A second problem for the "pass these bills or democracy dies" argument is that it hinges largely on a claim--that voter identification requirements amount to "voter suppression" and thereby undermine democracy--which runs counter to the concept of popular sovereignty with which democracy is normally associated.

Claims to be "saving democracy" don't make a great deal of sense when what you have identified as threatening it (voter ID) is favored by overwhelming majorities of the voters, including those whose votes are allegedly being suppressed (African Americans).

Democratically elected legislatures using the democratic process to codify majority preferences into law constitutes more the essence of democracy than an assault upon it, such that those opposing voter ID can be more accurately depicted as the democracy opponents.

People supporting voter ID (and opposing the Democrats' voting reform proposals) are not domestic enemies, they do not want to bring back Jim Crow (let alone "on steroids," whatever that means), and they are not engaged in insurrection or planning any kind of coup.
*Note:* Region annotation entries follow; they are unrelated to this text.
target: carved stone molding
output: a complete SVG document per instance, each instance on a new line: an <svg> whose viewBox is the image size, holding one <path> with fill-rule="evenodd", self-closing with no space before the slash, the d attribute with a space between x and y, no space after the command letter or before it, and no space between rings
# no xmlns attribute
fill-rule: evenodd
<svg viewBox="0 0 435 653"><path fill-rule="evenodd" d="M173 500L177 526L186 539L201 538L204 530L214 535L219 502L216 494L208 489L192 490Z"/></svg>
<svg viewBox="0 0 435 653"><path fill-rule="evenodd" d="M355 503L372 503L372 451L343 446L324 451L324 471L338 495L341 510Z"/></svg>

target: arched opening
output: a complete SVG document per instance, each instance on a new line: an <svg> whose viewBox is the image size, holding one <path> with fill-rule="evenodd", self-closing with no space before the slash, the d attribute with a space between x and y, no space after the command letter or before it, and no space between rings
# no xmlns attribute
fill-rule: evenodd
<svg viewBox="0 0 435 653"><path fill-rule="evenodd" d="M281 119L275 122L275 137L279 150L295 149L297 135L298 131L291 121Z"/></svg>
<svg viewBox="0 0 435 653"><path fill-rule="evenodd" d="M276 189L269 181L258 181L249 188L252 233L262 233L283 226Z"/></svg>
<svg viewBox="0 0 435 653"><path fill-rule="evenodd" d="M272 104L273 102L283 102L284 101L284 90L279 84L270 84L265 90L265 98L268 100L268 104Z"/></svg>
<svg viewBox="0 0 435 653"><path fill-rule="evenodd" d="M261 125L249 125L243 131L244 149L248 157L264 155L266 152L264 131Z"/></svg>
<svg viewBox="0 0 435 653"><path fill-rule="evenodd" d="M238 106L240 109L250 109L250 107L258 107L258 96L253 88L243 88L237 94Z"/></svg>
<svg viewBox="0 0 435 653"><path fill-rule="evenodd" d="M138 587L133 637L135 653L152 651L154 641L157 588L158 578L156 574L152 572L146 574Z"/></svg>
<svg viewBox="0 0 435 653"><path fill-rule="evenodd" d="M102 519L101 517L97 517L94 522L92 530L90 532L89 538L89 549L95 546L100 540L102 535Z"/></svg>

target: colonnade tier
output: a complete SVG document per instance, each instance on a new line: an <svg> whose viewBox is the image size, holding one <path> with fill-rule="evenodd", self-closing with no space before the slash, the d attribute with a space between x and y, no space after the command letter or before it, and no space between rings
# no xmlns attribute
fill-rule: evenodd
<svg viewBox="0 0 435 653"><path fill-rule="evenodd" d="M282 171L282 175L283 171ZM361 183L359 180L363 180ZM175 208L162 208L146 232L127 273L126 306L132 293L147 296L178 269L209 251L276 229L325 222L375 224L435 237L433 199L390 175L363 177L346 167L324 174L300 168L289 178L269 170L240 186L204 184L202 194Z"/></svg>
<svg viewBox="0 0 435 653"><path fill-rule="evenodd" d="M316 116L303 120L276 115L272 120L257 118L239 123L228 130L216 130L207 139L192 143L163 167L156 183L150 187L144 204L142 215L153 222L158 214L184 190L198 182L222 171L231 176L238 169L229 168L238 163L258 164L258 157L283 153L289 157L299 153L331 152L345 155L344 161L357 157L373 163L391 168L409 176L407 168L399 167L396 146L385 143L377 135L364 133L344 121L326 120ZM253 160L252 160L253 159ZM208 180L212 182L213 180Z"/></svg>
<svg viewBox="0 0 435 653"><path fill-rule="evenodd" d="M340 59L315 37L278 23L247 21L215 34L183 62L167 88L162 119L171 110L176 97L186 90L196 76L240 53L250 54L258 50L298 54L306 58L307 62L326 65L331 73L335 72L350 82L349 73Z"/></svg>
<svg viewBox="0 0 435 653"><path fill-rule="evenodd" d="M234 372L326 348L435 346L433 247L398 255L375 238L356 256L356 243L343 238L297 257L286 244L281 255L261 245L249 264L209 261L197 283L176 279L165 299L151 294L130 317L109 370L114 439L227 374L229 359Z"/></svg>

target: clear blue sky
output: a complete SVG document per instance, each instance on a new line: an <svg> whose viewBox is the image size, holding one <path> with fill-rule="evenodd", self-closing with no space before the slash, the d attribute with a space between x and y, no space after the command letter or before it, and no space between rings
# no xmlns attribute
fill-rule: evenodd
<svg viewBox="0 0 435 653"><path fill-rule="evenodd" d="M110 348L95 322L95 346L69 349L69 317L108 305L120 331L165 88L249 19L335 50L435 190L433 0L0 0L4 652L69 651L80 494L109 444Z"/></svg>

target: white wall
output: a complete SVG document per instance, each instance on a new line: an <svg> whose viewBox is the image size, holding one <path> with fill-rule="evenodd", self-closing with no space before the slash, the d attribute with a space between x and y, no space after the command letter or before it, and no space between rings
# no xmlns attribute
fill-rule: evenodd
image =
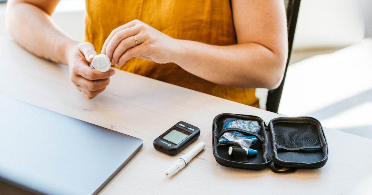
<svg viewBox="0 0 372 195"><path fill-rule="evenodd" d="M358 6L363 0L302 0L294 49L339 47L359 42L364 36ZM3 36L7 35L5 4L0 4L0 35ZM84 0L61 0L52 15L62 30L78 40L84 35L85 5Z"/></svg>
<svg viewBox="0 0 372 195"><path fill-rule="evenodd" d="M359 2L301 0L293 49L339 47L360 41L364 25Z"/></svg>

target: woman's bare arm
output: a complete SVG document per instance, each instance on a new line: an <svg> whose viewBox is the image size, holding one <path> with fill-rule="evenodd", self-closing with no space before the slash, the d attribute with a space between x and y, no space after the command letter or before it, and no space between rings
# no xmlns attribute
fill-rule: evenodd
<svg viewBox="0 0 372 195"><path fill-rule="evenodd" d="M10 0L7 6L6 26L14 40L34 54L68 65L71 81L88 99L106 88L111 69L99 72L88 66L97 55L90 43L80 43L61 31L51 15L59 0Z"/></svg>
<svg viewBox="0 0 372 195"><path fill-rule="evenodd" d="M232 87L275 88L288 54L282 0L232 0L238 44L208 45L173 39L139 21L112 31L102 48L112 63L134 57L174 63L211 82ZM135 45L135 35L138 43Z"/></svg>

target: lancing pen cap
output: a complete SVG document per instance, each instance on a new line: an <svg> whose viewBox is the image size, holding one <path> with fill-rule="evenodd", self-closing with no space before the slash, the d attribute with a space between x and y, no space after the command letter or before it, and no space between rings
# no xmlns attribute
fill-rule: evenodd
<svg viewBox="0 0 372 195"><path fill-rule="evenodd" d="M109 57L104 54L96 56L90 63L90 67L100 72L105 72L110 69L111 62Z"/></svg>

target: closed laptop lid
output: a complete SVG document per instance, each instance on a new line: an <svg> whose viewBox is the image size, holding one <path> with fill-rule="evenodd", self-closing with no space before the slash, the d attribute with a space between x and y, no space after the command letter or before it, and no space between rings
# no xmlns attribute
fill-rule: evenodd
<svg viewBox="0 0 372 195"><path fill-rule="evenodd" d="M142 143L0 95L0 178L41 194L95 194Z"/></svg>

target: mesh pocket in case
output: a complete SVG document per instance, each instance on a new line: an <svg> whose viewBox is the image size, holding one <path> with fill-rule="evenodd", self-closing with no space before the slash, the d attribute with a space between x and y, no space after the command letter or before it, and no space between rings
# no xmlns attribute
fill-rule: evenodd
<svg viewBox="0 0 372 195"><path fill-rule="evenodd" d="M268 126L260 118L251 115L221 114L213 122L213 154L216 161L227 167L262 169L270 165L276 173L280 167L317 168L323 166L328 157L327 141L320 123L310 117L274 119ZM250 148L258 151L248 156L247 162L236 161L228 151L232 145L217 145L219 138L226 131L235 131L258 139Z"/></svg>

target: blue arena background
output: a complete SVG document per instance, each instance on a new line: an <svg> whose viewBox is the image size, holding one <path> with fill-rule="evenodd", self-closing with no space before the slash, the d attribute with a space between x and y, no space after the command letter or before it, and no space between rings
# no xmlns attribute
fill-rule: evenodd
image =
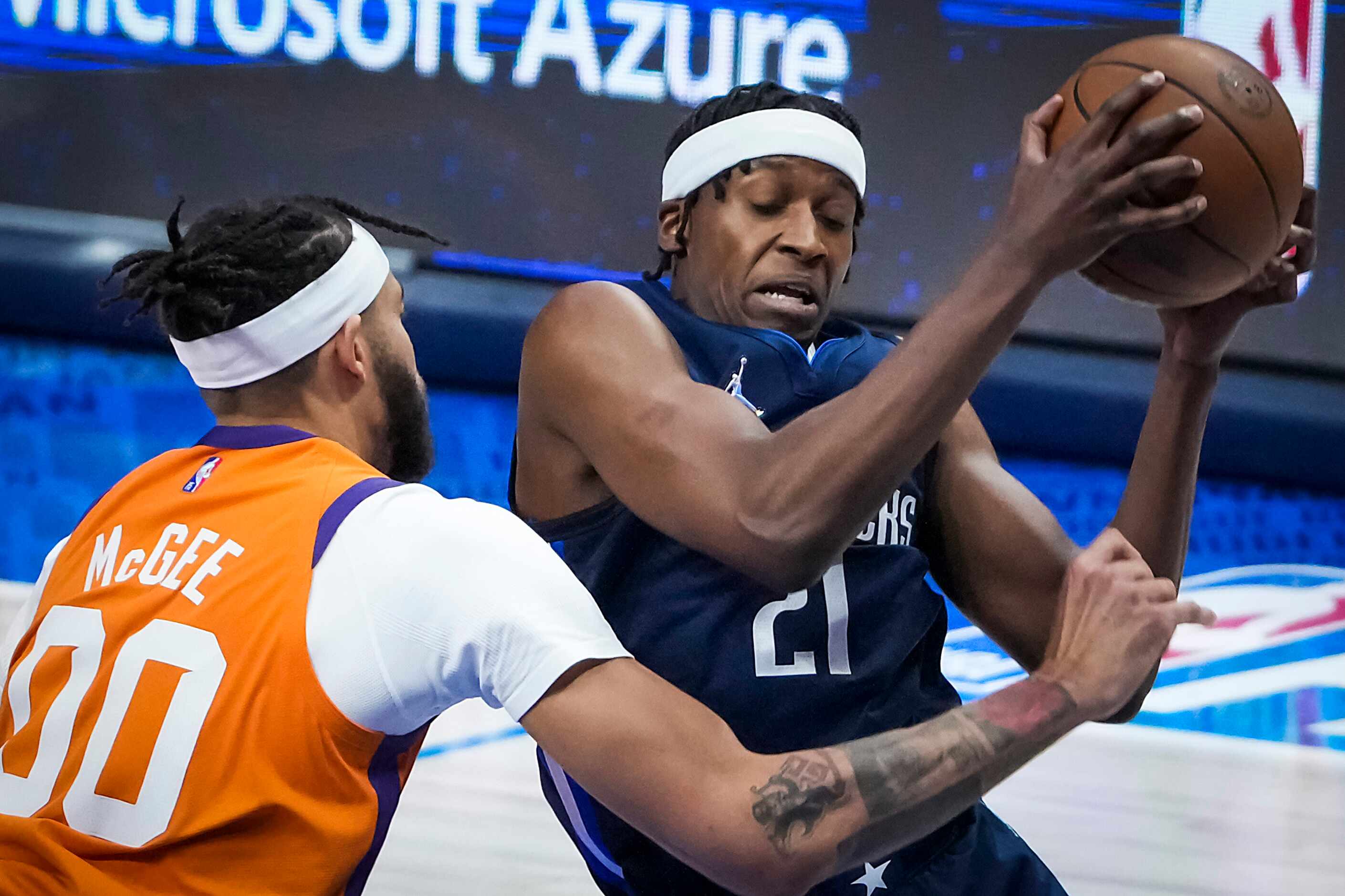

They are merely people who, on balance, believe, correctly or incorrectly beside the point, that voter ID is a reasonable, easy-to-comply-with requirement and that the array of emergency voting procedures put in place during a pandemic should not necessarily persist after it.

Democratic majorities are often wrong about a great many things, and there are many things that are appropriately beyond the reach of even lopsided majority sentiment (such as the status of minority rights), but one can't argue that the majoritarian principle should be invoked to eliminate the Senate filibuster but abruptly discarded when it comes to fine-tuning election procedures.

Reasonable people can disagree in civil fashion over how stringent or permissive voting rules should be; more precisely, over how to best balance the somewhat competing considerations of voting security and voting access, but there is no reason or civility, and only demagoguery, when we label those on the other side (and by implication, even members of your own party in the Senate) as "racists" and "bigots" who, in Biden's astounding assertion, seek "the kind of power you see in totalitarian states."

No serious person, including our president, really believes that anyone who wants to vote this November will be prevented from doing so, or even be seriously inconvenienced when going about it, in Georgia, Texas or anywhere else.

So has Biden now declared that the 2022 election will be illegitimate if the Senate does not pass his voting-rights bills (as seems likely)?

If the answer to that question is yes, as his rhetoric would suggest, then hasn't he in one fell swoop done more to destroy faith in our elections than anyone before him, even Donald Trump?

Pre-emptively declaring elections you expect to lose to be illegitimate is a vastly greater threat to democracy than voter ID or modest restrictions on mail-in voting.

You are, in such a case, proclaiming a prior unwillingness to abide by the results of the ballot box you otherwise present yourself as defending.

Trump claimed that the 2020 election was rigged; Biden is now claiming that 2022 will be.

But only if the Democrats lose.


Freelance columnist Bradley R. Gitz, who lives and teaches in Batesville, received his Ph.D. in political science from the University of Illinois.